I was surprised to learn that each year more than 20,000 children 18 and younger are injured or killed with firearms in the US each year. Sadly, 63 percent of these injuries and deaths are non-accidental. The newest information indicated a 30 percent rise in accidental injuries and deaths due to guns found in homes, which really reinforces the need to revisit this issue. With hunting season just around the corner, I wanted to address firearm safety to help prevent some of the nearly 7400 injuries and deaths that occur by accident. The easiest way to prevent injuries from guns and other firearms is to not have them in your home at all. But given the reality that 35-40 percent of households have at least one firearm, talking about safety is essential.
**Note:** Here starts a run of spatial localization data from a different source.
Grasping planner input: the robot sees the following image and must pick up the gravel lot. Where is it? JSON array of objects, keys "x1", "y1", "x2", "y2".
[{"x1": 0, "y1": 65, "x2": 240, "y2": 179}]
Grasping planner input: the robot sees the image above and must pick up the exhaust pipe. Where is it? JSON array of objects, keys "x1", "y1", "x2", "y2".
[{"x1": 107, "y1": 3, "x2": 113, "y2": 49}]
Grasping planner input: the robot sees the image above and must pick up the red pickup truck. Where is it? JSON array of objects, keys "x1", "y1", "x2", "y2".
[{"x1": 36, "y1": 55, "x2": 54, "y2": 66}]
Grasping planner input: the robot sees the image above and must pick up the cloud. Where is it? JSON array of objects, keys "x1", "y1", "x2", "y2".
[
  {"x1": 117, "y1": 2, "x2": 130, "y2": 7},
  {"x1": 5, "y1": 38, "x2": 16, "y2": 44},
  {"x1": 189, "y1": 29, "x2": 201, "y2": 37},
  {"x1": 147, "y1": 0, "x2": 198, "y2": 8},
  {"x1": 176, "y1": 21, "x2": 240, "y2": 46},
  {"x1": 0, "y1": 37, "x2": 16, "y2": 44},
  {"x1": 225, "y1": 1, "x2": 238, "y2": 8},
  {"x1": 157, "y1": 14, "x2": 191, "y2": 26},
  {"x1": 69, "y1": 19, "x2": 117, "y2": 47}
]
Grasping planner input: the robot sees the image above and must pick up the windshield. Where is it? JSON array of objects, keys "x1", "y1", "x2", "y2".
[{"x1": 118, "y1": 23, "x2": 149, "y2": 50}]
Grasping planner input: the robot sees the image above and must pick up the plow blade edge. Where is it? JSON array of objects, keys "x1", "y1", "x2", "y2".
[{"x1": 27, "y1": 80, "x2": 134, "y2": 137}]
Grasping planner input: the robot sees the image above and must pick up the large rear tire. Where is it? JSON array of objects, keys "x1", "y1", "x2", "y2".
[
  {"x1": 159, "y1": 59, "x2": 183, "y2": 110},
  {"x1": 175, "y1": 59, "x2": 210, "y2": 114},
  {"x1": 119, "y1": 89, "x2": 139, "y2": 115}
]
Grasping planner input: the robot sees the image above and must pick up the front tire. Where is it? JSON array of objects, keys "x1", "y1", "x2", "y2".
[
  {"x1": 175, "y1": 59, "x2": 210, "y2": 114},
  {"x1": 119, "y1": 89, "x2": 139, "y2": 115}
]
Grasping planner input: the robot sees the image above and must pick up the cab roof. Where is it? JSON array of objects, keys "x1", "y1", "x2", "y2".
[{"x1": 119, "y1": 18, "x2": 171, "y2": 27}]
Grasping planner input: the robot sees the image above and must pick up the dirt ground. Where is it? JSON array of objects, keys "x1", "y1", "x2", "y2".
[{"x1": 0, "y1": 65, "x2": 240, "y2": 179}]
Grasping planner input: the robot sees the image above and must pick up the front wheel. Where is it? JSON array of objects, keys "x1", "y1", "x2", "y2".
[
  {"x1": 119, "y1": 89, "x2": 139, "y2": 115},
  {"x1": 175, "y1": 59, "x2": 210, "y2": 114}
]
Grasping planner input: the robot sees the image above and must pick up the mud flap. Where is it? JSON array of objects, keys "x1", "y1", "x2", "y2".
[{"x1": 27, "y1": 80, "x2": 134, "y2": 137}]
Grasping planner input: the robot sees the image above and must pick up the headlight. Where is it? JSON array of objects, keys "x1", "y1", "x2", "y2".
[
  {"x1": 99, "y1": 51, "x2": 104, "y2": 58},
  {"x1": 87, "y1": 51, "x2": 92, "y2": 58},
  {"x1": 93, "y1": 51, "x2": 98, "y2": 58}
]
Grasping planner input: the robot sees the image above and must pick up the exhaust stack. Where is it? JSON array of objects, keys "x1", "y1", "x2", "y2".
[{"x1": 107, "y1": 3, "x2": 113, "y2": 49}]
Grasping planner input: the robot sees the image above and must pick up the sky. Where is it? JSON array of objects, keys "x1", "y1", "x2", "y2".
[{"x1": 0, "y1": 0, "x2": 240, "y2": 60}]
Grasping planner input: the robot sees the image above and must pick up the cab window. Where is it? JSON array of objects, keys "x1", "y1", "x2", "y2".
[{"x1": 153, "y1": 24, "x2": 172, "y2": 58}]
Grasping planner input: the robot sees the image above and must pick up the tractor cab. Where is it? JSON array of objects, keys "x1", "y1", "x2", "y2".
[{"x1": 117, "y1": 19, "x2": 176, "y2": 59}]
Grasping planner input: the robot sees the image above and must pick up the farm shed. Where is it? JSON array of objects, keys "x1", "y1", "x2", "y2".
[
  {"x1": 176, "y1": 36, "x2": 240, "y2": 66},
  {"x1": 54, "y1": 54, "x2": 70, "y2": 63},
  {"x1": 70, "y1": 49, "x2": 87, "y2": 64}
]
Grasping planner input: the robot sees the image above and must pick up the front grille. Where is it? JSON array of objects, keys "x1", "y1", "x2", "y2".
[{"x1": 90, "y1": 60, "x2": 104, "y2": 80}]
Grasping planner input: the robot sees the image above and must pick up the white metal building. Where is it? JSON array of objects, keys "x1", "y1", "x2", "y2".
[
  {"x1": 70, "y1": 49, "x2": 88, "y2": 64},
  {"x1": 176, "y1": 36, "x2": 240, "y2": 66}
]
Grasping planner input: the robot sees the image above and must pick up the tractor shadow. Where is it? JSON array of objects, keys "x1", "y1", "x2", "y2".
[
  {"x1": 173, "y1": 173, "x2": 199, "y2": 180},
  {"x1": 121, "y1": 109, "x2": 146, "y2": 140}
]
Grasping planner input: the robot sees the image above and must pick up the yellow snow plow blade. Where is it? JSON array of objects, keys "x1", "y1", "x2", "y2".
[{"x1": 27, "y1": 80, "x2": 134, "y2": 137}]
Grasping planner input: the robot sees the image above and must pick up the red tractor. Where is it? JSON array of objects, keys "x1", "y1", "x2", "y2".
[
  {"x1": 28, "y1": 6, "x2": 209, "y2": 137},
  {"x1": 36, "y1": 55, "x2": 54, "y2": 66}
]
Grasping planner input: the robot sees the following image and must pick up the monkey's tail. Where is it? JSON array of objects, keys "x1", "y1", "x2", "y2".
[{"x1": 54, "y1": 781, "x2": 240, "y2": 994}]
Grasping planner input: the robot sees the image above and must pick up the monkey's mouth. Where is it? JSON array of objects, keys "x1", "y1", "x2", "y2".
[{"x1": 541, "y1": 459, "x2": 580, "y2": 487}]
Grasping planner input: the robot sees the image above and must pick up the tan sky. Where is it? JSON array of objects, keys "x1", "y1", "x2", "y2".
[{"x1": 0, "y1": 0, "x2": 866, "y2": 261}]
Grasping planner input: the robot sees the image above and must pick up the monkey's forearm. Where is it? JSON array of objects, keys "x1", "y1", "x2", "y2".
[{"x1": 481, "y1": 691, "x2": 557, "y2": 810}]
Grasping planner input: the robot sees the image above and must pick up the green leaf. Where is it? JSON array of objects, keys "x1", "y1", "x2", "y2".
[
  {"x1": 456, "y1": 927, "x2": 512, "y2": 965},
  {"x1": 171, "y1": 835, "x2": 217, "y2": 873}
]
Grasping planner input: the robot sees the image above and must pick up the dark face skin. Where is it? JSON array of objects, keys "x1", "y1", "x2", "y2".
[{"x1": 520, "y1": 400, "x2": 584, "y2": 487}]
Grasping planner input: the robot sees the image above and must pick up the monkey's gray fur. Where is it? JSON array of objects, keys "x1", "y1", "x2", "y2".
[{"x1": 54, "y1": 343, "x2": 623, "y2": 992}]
If you have a firearm in your house, keep it locked up. Don’t just lock the gun itself but keep the firearm locked away somewhere that can’t easily be accessed. Keeping the ammunition stored separately, also locked away helps decrease the likelihood that a gun will be stumbled upon, played with and discharged accidentally injuring someone. Parents mistakenly believe that by talking to their children about not handling guns or by teaching them gun safety their child is not likely to touch a gun if it’s found. The data strongly rejects this belief. Nearly 80 percent of boys between the ages of 8 and 12, even if instructed by parents, will choose to handle a gun they stumble upon and half will pull the trigger. Keeping the gun locked away and the ammunition locked away separately is the best way to ensure the safety of your children and their friends.
If you don’t have a firearm in your home, your child is still at some risk. Your child has a 1 in 3 chance that the friend’s home they’re visiting has a gun. Parents should feel empowered to ask about the presence of a gun in the home and if one is there, to ask questions about how it is stored. I know it seems a little awkward to ask but given the potential risk it is important. Start by volunteering the information that you do not have a gun at your home when inviting other children to come over. By telling the other parents without them asking it makes it more “normal” to discuss. When you need to ask other parents about firearms in their homes, ask it as one of several questions including ones about pets and foods and video games.